I DON’T JUDGE YOU BY HOW MUCH MONEY YOU MAKE
I feel like I need to make that very clear. We get constant (and I mean CONSTANT) messaging that money is a measure of the worth of someone (or of an activity), I feel the need to push back hard against that ethos.
I met an old acquaintance at the grocery store. We caught up on things, and it became clear that he was going through a mid-life crisis. The whole “is this all there is?” question. He has a successful business, and he likes it well enough, but he doesn’t love it. I encouraged him to take a sabbatical and discover what might be the thing he’s looking for—where the emptiness is and how to fill it. It might take several tries, but it was worth the journey.
I shared that I went through a years-long process of searching before I found writing. But now that I’ve found it, I’ve had an emotional and creative awakening like nothing in my life before that. I’m in love with it so much—and it’s so soul-satisfying—that I fully plan to die at the keyboard.
He said yeah, sure, maybe he could do business X instead of business Y because that wouldn’t be too different. He could easily make that work.
I don’t think he even heard what he said. (Or at least not the way I heard it: “I want something totally different, but I’m only willing to rotate the tires, not trade in for a new hot rod.”)

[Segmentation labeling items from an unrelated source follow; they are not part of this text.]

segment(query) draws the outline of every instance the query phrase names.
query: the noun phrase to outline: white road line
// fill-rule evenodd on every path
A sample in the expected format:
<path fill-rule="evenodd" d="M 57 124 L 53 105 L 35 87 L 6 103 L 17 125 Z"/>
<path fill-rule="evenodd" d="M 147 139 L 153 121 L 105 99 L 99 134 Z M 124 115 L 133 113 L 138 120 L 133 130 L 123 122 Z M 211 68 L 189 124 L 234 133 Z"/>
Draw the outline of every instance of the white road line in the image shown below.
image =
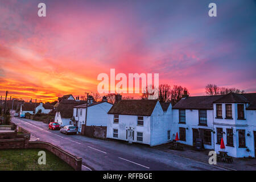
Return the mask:
<path fill-rule="evenodd" d="M 125 159 L 120 158 L 120 157 L 118 157 L 118 158 L 119 158 L 119 159 L 122 159 L 122 160 L 126 160 L 126 161 L 127 161 L 127 162 L 130 162 L 130 163 L 134 163 L 134 164 L 137 164 L 137 165 L 139 165 L 139 166 L 144 167 L 144 168 L 147 168 L 147 169 L 149 169 L 149 168 L 150 168 L 149 167 L 146 167 L 146 166 L 143 166 L 143 165 L 141 165 L 141 164 L 136 163 L 135 163 L 135 162 L 132 162 L 132 161 L 130 161 L 130 160 L 127 160 L 127 159 Z"/>
<path fill-rule="evenodd" d="M 63 136 L 61 136 L 58 135 L 57 135 L 57 134 L 53 134 L 53 135 L 56 135 L 56 136 L 60 136 L 60 138 L 64 138 Z"/>
<path fill-rule="evenodd" d="M 71 142 L 75 142 L 75 143 L 77 143 L 77 144 L 81 144 L 81 143 L 79 143 L 79 142 L 76 142 L 76 141 L 74 141 L 74 140 L 71 140 L 71 139 L 68 139 L 69 141 L 71 141 Z"/>
<path fill-rule="evenodd" d="M 93 148 L 93 147 L 90 147 L 90 146 L 88 146 L 88 147 L 89 147 L 89 148 L 92 148 L 92 149 L 93 149 L 93 150 L 97 150 L 97 151 L 99 151 L 99 152 L 101 152 L 104 153 L 104 154 L 108 154 L 107 152 L 105 152 L 102 151 L 101 151 L 101 150 L 98 150 L 98 149 L 97 149 L 97 148 Z"/>
<path fill-rule="evenodd" d="M 85 168 L 87 168 L 87 169 L 88 169 L 89 170 L 90 170 L 90 171 L 92 171 L 91 169 L 90 169 L 89 167 L 86 167 L 85 166 L 84 166 L 84 165 L 82 165 L 82 166 L 84 166 Z"/>

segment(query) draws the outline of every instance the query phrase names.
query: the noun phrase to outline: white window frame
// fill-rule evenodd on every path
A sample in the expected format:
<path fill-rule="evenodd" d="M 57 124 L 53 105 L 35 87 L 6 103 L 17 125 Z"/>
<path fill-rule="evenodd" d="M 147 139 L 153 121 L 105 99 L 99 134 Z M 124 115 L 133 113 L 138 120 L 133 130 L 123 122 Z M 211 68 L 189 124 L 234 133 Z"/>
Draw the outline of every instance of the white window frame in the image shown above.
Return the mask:
<path fill-rule="evenodd" d="M 142 133 L 142 136 L 138 136 L 138 134 L 139 133 Z M 136 139 L 137 139 L 137 142 L 143 142 L 143 132 L 137 132 L 137 137 Z M 138 140 L 138 138 L 141 138 L 142 139 L 142 141 Z"/>
<path fill-rule="evenodd" d="M 142 117 L 142 120 L 139 119 L 139 117 Z M 139 125 L 139 123 L 138 123 L 139 121 L 142 121 L 143 125 Z M 144 117 L 140 116 L 140 115 L 137 116 L 137 126 L 144 126 Z"/>
<path fill-rule="evenodd" d="M 118 118 L 115 118 L 115 115 L 118 115 Z M 118 119 L 117 120 L 118 122 L 115 122 L 115 119 Z M 119 123 L 119 114 L 114 114 L 114 119 L 113 119 L 113 122 L 114 123 L 116 123 L 116 124 Z"/>
<path fill-rule="evenodd" d="M 115 130 L 117 130 L 117 133 L 115 133 Z M 117 135 L 117 137 L 114 136 L 115 134 Z M 118 129 L 113 129 L 113 138 L 118 138 Z"/>

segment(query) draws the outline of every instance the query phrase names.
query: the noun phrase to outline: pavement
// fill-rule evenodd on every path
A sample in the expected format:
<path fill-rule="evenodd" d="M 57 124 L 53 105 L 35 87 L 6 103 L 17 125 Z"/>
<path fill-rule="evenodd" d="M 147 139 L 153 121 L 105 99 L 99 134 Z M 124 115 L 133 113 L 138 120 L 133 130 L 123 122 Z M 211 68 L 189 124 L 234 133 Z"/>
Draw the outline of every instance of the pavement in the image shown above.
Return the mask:
<path fill-rule="evenodd" d="M 200 161 L 208 164 L 210 150 L 205 150 L 200 151 L 196 151 L 193 147 L 184 146 L 183 151 L 176 151 L 169 149 L 168 144 L 164 144 L 154 147 L 154 148 L 165 151 L 170 154 L 177 155 L 184 158 Z M 249 158 L 233 158 L 231 164 L 224 162 L 217 162 L 217 166 L 232 171 L 256 171 L 256 159 Z"/>
<path fill-rule="evenodd" d="M 12 117 L 11 121 L 30 132 L 31 140 L 50 142 L 82 158 L 84 170 L 227 170 L 146 145 L 80 135 L 65 135 L 59 131 L 49 130 L 48 125 L 42 122 L 16 117 Z"/>

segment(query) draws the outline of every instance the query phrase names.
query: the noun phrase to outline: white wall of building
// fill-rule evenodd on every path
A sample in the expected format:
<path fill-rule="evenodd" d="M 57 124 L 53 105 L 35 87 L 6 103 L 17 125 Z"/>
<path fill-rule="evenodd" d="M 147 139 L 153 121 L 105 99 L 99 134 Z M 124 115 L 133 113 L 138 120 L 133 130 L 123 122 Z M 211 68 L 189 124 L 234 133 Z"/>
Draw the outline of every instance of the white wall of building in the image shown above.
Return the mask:
<path fill-rule="evenodd" d="M 36 112 L 35 113 L 37 113 L 40 109 L 42 110 L 42 113 L 44 113 L 44 114 L 48 114 L 49 112 L 51 112 L 51 111 L 52 110 L 51 109 L 45 109 L 43 106 L 42 102 L 40 103 L 40 105 L 36 107 L 36 109 L 35 109 Z"/>
<path fill-rule="evenodd" d="M 54 122 L 57 122 L 61 126 L 64 126 L 65 125 L 70 125 L 71 119 L 62 118 L 60 112 L 56 112 L 55 114 L 55 117 Z"/>
<path fill-rule="evenodd" d="M 213 110 L 207 110 L 207 126 L 199 125 L 199 114 L 197 109 L 186 109 L 185 110 L 185 123 L 179 123 L 179 109 L 173 109 L 173 126 L 175 132 L 172 133 L 172 139 L 174 139 L 176 134 L 177 132 L 179 138 L 180 138 L 179 127 L 185 128 L 186 130 L 186 141 L 180 140 L 179 142 L 190 146 L 193 146 L 193 129 L 205 129 L 213 130 Z M 204 144 L 204 148 L 206 149 L 213 149 L 214 148 L 213 133 L 212 135 L 212 144 Z"/>
<path fill-rule="evenodd" d="M 89 106 L 87 110 L 86 126 L 107 126 L 108 112 L 112 106 L 112 104 L 108 102 L 102 102 Z M 76 115 L 77 109 L 78 109 L 77 115 Z M 73 108 L 73 116 L 75 119 L 79 122 L 78 131 L 81 132 L 81 125 L 85 123 L 86 108 Z"/>

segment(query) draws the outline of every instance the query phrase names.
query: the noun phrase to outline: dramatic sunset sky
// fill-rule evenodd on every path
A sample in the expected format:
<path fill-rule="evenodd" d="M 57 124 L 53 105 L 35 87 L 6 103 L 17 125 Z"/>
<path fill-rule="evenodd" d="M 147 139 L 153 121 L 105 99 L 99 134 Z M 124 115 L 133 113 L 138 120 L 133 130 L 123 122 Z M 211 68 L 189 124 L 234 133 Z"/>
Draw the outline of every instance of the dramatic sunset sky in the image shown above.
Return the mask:
<path fill-rule="evenodd" d="M 191 96 L 209 83 L 255 92 L 255 0 L 0 0 L 2 96 L 81 96 L 110 68 L 159 73 Z"/>

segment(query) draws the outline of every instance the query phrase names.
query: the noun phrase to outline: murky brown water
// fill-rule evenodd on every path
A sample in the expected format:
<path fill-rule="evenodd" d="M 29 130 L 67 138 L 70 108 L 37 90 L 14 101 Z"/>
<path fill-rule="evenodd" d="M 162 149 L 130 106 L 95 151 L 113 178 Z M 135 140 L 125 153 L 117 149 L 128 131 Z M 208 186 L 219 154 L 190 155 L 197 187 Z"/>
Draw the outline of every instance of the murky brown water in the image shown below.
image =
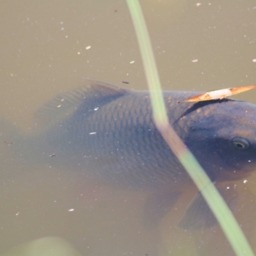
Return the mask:
<path fill-rule="evenodd" d="M 256 3 L 196 3 L 141 1 L 163 88 L 255 84 Z M 147 89 L 124 1 L 2 1 L 0 20 L 0 115 L 24 129 L 39 106 L 86 77 Z M 236 98 L 256 104 L 255 92 Z M 157 230 L 146 230 L 140 222 L 145 193 L 92 184 L 29 159 L 17 163 L 13 147 L 2 141 L 0 148 L 0 252 L 57 236 L 83 255 L 233 255 L 218 227 L 188 232 L 175 227 L 189 196 Z M 236 214 L 256 251 L 255 179 L 248 180 L 237 182 Z"/>

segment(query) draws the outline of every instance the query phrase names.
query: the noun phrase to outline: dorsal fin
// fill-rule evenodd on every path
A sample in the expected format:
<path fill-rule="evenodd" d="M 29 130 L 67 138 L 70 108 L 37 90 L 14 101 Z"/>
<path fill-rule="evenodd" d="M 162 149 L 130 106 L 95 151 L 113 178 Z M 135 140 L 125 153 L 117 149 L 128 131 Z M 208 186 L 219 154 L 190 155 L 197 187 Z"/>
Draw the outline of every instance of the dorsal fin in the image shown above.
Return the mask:
<path fill-rule="evenodd" d="M 108 99 L 111 101 L 129 92 L 111 84 L 87 79 L 84 86 L 60 94 L 39 108 L 33 120 L 39 127 L 45 128 L 73 114 L 81 104 L 92 108 L 92 102 L 106 104 Z"/>

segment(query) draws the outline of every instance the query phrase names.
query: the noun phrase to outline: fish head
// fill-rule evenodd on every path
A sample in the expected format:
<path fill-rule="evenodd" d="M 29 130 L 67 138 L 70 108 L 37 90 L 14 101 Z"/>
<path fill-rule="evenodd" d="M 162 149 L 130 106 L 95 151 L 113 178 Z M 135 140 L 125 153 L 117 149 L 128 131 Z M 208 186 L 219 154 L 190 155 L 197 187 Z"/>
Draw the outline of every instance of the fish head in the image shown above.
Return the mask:
<path fill-rule="evenodd" d="M 189 115 L 185 143 L 212 180 L 239 180 L 256 170 L 256 105 L 212 100 Z"/>

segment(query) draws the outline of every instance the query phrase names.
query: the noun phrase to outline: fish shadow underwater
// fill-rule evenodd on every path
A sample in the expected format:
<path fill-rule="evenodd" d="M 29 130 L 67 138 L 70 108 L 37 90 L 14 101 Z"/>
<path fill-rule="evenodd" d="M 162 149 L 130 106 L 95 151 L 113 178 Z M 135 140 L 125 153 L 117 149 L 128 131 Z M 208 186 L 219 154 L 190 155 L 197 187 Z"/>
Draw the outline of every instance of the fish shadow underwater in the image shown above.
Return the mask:
<path fill-rule="evenodd" d="M 232 99 L 186 102 L 200 92 L 163 93 L 170 124 L 234 210 L 238 193 L 225 183 L 255 170 L 256 105 Z M 148 91 L 88 80 L 40 108 L 33 121 L 31 132 L 10 128 L 1 134 L 4 141 L 15 145 L 16 161 L 33 159 L 83 172 L 118 188 L 151 191 L 143 216 L 148 228 L 157 227 L 194 186 L 156 128 Z M 179 227 L 216 224 L 198 191 Z"/>

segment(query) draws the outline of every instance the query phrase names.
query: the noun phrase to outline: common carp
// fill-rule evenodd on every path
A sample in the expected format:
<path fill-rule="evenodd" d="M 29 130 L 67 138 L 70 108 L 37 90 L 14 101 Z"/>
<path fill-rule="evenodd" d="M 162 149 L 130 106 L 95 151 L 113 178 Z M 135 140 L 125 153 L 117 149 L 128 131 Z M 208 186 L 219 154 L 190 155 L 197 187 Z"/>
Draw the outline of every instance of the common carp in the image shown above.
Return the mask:
<path fill-rule="evenodd" d="M 184 102 L 199 93 L 163 93 L 170 124 L 213 182 L 241 179 L 255 170 L 255 105 L 227 99 Z M 16 145 L 29 144 L 38 161 L 79 170 L 120 187 L 152 191 L 145 211 L 154 212 L 152 205 L 161 205 L 163 196 L 158 218 L 193 184 L 156 128 L 147 91 L 88 81 L 46 103 L 34 119 L 35 134 L 15 136 Z M 52 153 L 55 157 L 49 157 Z M 154 219 L 147 214 L 145 218 Z M 198 228 L 214 223 L 199 191 L 180 226 Z"/>

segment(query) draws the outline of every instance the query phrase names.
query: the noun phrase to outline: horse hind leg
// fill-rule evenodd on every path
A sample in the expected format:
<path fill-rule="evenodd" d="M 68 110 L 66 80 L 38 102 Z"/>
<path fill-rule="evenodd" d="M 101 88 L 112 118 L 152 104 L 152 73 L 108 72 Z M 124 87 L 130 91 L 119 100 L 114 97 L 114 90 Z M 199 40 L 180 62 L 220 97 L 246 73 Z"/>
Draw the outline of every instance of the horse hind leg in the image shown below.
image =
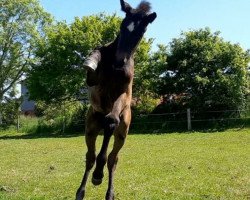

I told him not to fear starting over. (This is the point where he starts looking at me like I’m crazy as we’re standing next to the salad bar.) I said it was really difficult for me—I struggled with the idea that I was a PhD scientist starting over as a fledgling writer. I mean, who does that? A crazy person, right? But if I hadn’t been willing to risk it—hadn’t been willing to throw myself into learning something entirely new—then I wouldn’t be where I am today, with a new passion, a new vocation, something that’s going to give me soul-fulfilling work every day until my days are up.
He waved me off completely at that point because obviously I’m that lady he used to know and respect (I was on our local school board, so a lot of people “know and respect” me from that), but now I’d clearly taken a trip to Hippy Dippy Land. He starts going on about how there’s no way he could start over. No way he could give up what he’s got.
And all I could hear was… “I’m afraid to let go.”
So I told him I’m making way more money now than I ever did as an engineer (which, as it happens, is true).
THAT is when he starts to listen to me. THAT is when my story gained legitimacy. Not when I said, “My life was transformed and fulfilled” but when I said “I made even MOAR MONEY.”
Sigh.
That was also when I found an urgent need to get the rest of my groceries.
I won’t judge you by how much money you make (or don’t). I *will* judge you by how willing you are to crack open your heart (and mind). Not in an “I’m better than you” judgment, but in an assessment of whether you’re someone capable of finding the things you actually seek—the things that will fulfill you. Make your time on the planet worthwhile. Or whether you will end up on a deathbed made of regrets.
Making money as a writer is complicated by the fact that $=readers, and we all want to be read. But still… crack open your heart, take joy from your work, walk the path of creative awakening, and no matter how many readers partake of your creation, you’ve already won the game, my friend.